PLS SEM,a quantitative methodology to test theoretical models from library and information science

Abstract

Structural equation modeling (SEM), with the technique of partial least squares (PLS), can be used for exploratory and predictive evaluations of the causal relationships and impact among variables postulated in theoretical models. This work presents PLS-SEM’s basic notions as a useful methodology to validate the abundance of models in the library and information science field; it offers an example of its application to test a model for measuring the impact of information resources and services on Mexican universities’ academic competitiveness; and it proposes its application to test the Information Needs Model.

Keywords

academic competitiveness information resources and services PLS-SEM structural equations university libraries

Introduction

Structural equation modeling (SEM) with the technique of partial least squares (PLS) is a multivariate statistical technique that has been recently popularized. This descriptive, causal and correlational measurement method was first used around 1980, particularly in business and marketing research, to test theories and concepts, but in recent years it has been adopted by other fields such as social sciences (Hair et al., 2011). The number of published investigations using PLS-SEM has been exponentially increasing, mainly in the fields of administration and marketing information systems, but it is still a scarcely used method in the library and information science (LIS) field.

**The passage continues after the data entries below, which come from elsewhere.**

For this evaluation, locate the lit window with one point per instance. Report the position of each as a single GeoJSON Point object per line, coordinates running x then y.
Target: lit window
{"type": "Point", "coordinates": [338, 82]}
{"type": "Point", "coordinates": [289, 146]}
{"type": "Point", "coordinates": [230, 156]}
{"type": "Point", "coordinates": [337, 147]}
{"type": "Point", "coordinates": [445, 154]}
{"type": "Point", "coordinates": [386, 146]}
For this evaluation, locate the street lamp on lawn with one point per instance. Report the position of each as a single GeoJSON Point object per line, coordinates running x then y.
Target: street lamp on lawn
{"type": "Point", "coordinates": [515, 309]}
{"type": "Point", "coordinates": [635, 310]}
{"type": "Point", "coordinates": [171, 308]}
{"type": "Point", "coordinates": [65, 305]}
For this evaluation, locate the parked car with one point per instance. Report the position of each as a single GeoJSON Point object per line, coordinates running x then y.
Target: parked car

Traditionally, statistics recognized experimentation as the only justification or validation that something was affecting a phenomenon in a causal manner. This principle presented a disadvantage for social sciences, because we needed to promote experimental research designs, which is not always possible. However, PLS-SEM offers several advantages for its usage in the social sciences, including: a) it can clearly detect which element can cause which kind of effect within the variables under study; b) it tolerates small samples, usually lower than 40 subjects; c) it does not require the validation of the strongest statistical assumptions, such as normality, homoscedasticity and non-linearity; and d) statistically, it allows to measure impact and causal effects, as well as confirming or rejecting theories (Hair et al., 2011, 2016; Wong, 2013; Lowry and Gaskin, 2014).

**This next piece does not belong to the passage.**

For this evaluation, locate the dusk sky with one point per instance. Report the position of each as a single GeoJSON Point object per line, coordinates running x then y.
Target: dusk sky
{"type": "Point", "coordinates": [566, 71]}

Before using PLS-SEM, it is necessary to formulate a theoretical-conceptual model (TCM) from the specialized literature or use an existing one, as there must be a theoretical foundation behind the model so it can be tested. Such a model has to indicate the existing relationship among its concepts, dimensions, constructs and variables. After having the TCM, it is necessary to gather the empirical data that can be contrasted against the postulated relationships. Around 20 years ago, the application of methods such as PLS-SEM was very difficult, because the specialized software needed did not exist, so it required the manual application of complicated regression equations and linear regression models. Current statistical software allows copying the models and gathered data to solve equations by obtaining a stochastic model and then confirm or reject the TCM.

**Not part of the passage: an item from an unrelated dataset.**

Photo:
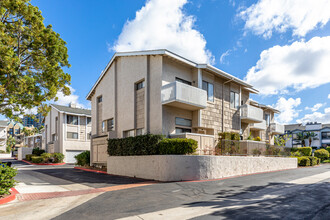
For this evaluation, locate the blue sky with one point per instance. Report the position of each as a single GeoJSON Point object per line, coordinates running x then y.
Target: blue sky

Stochastic models are based on a multivariate technique that estimates the causal relationships from statistical data against qualitative causal assumptions. SEM analyzes have two main alternatives: exploratory and predictive (PLS-SEM) and confirmatory (CB-SEM), based on covariance. The first allows exploring theories and models with small samples; but if the objective is to confirm and if the gathered data is normal, variances are homogeneous and there is a large sample, then CB-SEM is the ideal alternative to use (Hair et al., 2011, 2016; Lowry and Gaskin, 2014). However, Hair et al. (2011) suggest that, if the models, measurements and data have an appropriate quality, both alternatives should offer the same results. It is important to highlight that for using CB-SEM, it is necessary to apply PLS-SEM first, as a pilot and exploratory stage is widely recommended before conducting a confirmatory stage. Regarding the available software to conduct SEM analyzes, two examples are AMOS (used for CB-SEM) and Smart-PLS (for PLS-SEM).

PLS-SEM in library and information science

There are few but diverse LIS studies that have used PLS-SEM. Dachyar and Dewi (2015) studied several variables evaluated by Quacquarelli Symonds university rankings and their relationship with the University of Indonesia competitiveness; they found that both academic reputation and citations per paper have a significant correlation with competitiveness. Rifai and Hasan (2016) used PLS-SEM to study user expectancy and the use of institutional repositories from 50 universities in Indonesia, finding that expectancy contributes to use in 57.6%. Haque et al. (2017) used the theory of planned behavior to analyze professors’ knowledge management and sharing intention (KMSI) in Bangladesh, finding that most of their constructs have a significant influence over KMSI. Zheng and Liang (2017) adopted the Information System Success Model to investigate the adoption of information and communication technologies (ICTs) in Chinese education and particularly its effects on educational equality. According to such model, ICTs’ quality includes information, system and service; while users’ perception is divided in user satisfaction and usage intention. Findings included that these ICT factors directly affect users’ perception and can influence educational equality. Aboelmaged (2018) sought to predict the impact of staff motivations on using enterprise social networks from United Arab Emirates’ users and found a positive significant impact between such use and employee’s productivity, but the use of the network was significantly motivated by hedonic and not utilitarian motivations; which are part of technology adoption models. Qazi, Raza and Shah (2018) used PLS-SEM and the modified diffusion innovation theory to explore Pakistan students’ intention to adopt e-books, finding that behavioral intention has a significant positive effect on e-books usage.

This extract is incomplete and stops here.